Indeed. Mantids can well eat all kind of wasps and bees without any injury or illness. I once even fed some of the very poisonous _Heliconius_ butterflies to mantids just to try it out and they either ate it or rejected the untasty parts. A mantis can eat virtually every arthropod prey by discriminating between "good" and "bad" parts - depending on hunger level. A hungry mantis eats almost everything.

Ants may be dangerous though, because several of them can cooperate to kill one mantis. Furthermore, most mantids don't really like them, although there are some exceptions.


----------



## The_Asa (Jul 12, 2008)

People are able to eat venomous snakes. Mantids can eat venomous insects.


----------



## Birdfly (Jul 13, 2008)

In the uk when all the new kings and queen ants swarm i find it very easy to collect them in numbers, i feed them nearly every year and they all seem to like them and will bulk up on them, even medium sized nymphs of larger species take them  

Edit: the smaller workers are taken but very very rarely in my experience


----------



## Thorska (Jul 25, 2008)

ant's are basically wasps without wings, and as such still have a rather nasty sting, nearly all mantids are smart enough to know a poisinous insect when they see it and usually hold the pray so its unable to sting, however there is always the chance that something could happen, you wouldn't want to try feeding your mantid a scorpion because mantids usually do ok, its always best to take the safe option and stick with harmless little flys


----------



## The_Asa (Jul 25, 2008)

Besides that, I find flies more convenient.


----------



## Dwaink (Jul 25, 2008)

The_Asa said:


> Besides that, I find flies more convenient.


Hi,

Last week i saw an ant in the 32oz container that i kept my az unicorn in, it was carrying off a dead fly from the bottom. The containers are kept on the old back porch with a wood floor. I didn't think much of it because i thought it was doing me a favor by carrying off the dead flys. Big mistake!!, i had to leave for awhile and when i came back there where a zillion ants on the mantis. As you may have guest it was to late. The container next to it housed a Chinese, when i looked in their there was nothing, not even a husk. From what i could surmise they chopped it up and carried it off in little peaces. They consumed everything. Both containers had screen on the top but the smallest ants got thu making way for the others. Ants leave a trail wherever they go for others to follow. I learned my lesson the hard way about ants. Moral of the story. STAY AWAY FROM ANTS!!!!.

Regards


----------



## idolomantis (Jul 25, 2008)

ant are army creatures, better organized the humans. the african siafu ants ate a child once. nasty creeps.

i never tought about feeding them i know what kind of damga they can do, sorry to hear that happy mantis, such a terrible thing to happen.


----------



## collinchang635 (Aug 15, 2008)

That nearly happened to me. I came back after I visited a friend and a found arond maybe twenty ants in my mantid cage. I think the were after the several aphids and mosquitoe legs and wing on the floor of the cage.

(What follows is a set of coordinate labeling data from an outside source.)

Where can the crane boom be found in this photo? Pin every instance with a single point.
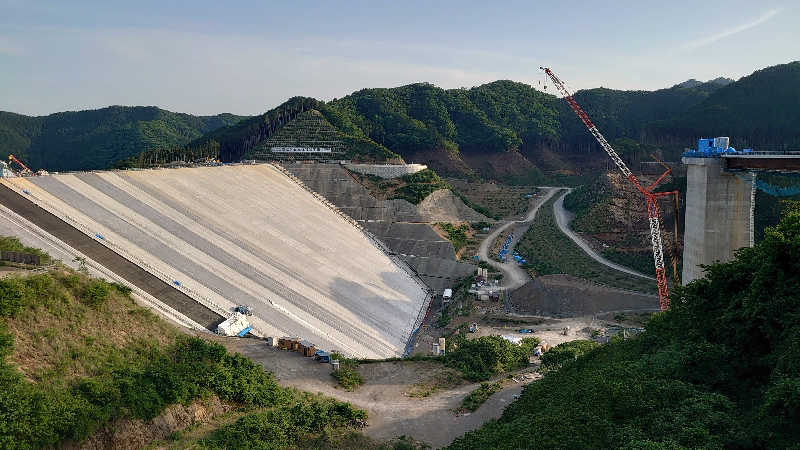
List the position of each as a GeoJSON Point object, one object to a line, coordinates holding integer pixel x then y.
{"type": "Point", "coordinates": [653, 214]}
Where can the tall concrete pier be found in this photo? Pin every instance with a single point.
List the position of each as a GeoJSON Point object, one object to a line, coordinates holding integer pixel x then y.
{"type": "Point", "coordinates": [717, 214]}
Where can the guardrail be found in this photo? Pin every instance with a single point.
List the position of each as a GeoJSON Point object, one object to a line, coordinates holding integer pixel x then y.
{"type": "Point", "coordinates": [170, 280]}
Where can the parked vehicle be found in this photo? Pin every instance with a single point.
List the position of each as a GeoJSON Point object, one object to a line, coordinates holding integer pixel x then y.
{"type": "Point", "coordinates": [244, 309]}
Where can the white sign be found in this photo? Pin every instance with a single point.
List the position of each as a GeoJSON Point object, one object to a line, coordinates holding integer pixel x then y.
{"type": "Point", "coordinates": [302, 150]}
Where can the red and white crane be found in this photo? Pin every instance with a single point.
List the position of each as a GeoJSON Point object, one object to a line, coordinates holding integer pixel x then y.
{"type": "Point", "coordinates": [651, 197]}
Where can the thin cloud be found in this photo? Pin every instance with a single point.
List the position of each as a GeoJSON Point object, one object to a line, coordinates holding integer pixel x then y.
{"type": "Point", "coordinates": [7, 47]}
{"type": "Point", "coordinates": [727, 33]}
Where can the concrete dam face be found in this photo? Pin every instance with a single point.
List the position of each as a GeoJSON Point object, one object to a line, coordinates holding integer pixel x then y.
{"type": "Point", "coordinates": [245, 234]}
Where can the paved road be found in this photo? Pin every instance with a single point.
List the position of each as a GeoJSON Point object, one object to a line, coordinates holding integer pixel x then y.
{"type": "Point", "coordinates": [563, 218]}
{"type": "Point", "coordinates": [513, 275]}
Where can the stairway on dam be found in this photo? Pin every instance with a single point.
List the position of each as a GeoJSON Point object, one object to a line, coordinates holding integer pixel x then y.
{"type": "Point", "coordinates": [241, 234]}
{"type": "Point", "coordinates": [402, 226]}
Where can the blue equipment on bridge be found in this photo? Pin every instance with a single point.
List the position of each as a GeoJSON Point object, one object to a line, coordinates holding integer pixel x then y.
{"type": "Point", "coordinates": [713, 147]}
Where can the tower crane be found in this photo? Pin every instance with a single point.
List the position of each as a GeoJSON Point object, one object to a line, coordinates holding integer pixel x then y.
{"type": "Point", "coordinates": [653, 215]}
{"type": "Point", "coordinates": [25, 170]}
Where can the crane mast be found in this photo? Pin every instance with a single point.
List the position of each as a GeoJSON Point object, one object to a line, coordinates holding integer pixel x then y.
{"type": "Point", "coordinates": [653, 214]}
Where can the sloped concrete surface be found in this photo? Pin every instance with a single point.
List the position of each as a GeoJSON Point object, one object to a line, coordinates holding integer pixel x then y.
{"type": "Point", "coordinates": [246, 234]}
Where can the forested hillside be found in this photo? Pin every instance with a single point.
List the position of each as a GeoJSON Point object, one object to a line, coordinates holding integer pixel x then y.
{"type": "Point", "coordinates": [503, 130]}
{"type": "Point", "coordinates": [759, 111]}
{"type": "Point", "coordinates": [95, 139]}
{"type": "Point", "coordinates": [720, 369]}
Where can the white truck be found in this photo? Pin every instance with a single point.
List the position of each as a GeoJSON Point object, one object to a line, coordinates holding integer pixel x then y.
{"type": "Point", "coordinates": [235, 325]}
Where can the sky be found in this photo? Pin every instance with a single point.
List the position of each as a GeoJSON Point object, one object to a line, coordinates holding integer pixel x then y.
{"type": "Point", "coordinates": [208, 57]}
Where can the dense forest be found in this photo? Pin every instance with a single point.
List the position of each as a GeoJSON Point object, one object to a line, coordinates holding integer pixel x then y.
{"type": "Point", "coordinates": [95, 139]}
{"type": "Point", "coordinates": [720, 369]}
{"type": "Point", "coordinates": [500, 129]}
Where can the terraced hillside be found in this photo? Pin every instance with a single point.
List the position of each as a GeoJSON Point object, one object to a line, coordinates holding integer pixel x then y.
{"type": "Point", "coordinates": [403, 227]}
{"type": "Point", "coordinates": [246, 234]}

When I saw that, I took my mantid out of her cage and I rinsed the cage, getting rid of the trail the ants had left. After that, I took a precaution of putting my mantids cage in the middle of a 'moat'. After awhile, I didn't see anymore ant, so I took away the moat and the ants never came back


----------



## muleyyy (Aug 15, 2008)

technically ants do not have a venomous "bite" as they have no fangs like arachnids, the venom, if any is located in the abdomen, usually formic acid, which they swing around and basically coat the wound with poisen, i think some species actually have a stinger? whether the small black ones you get in the U.K. can spray formic acid is debatable

anyways i've fed an ant to my creobroter nymph before, no problems, the only danger with feeding them ants is that when an ant bites it never lets go, even when its dead, so if it got hold of one of the mantis's legs that could be bad, although not fatal and you could remove it yourself

ants generally arnt tasty insects though, thats how they survive so well, they work together to team up on their would be predators, plus they dont taste nice and have a nasty bite

so not the most ideal regular food for your mantis, like bee's and wasps, their not very dangerous, but you just wouldn't normally feed them it, thats all  

maybe if desperate for livefood?


----------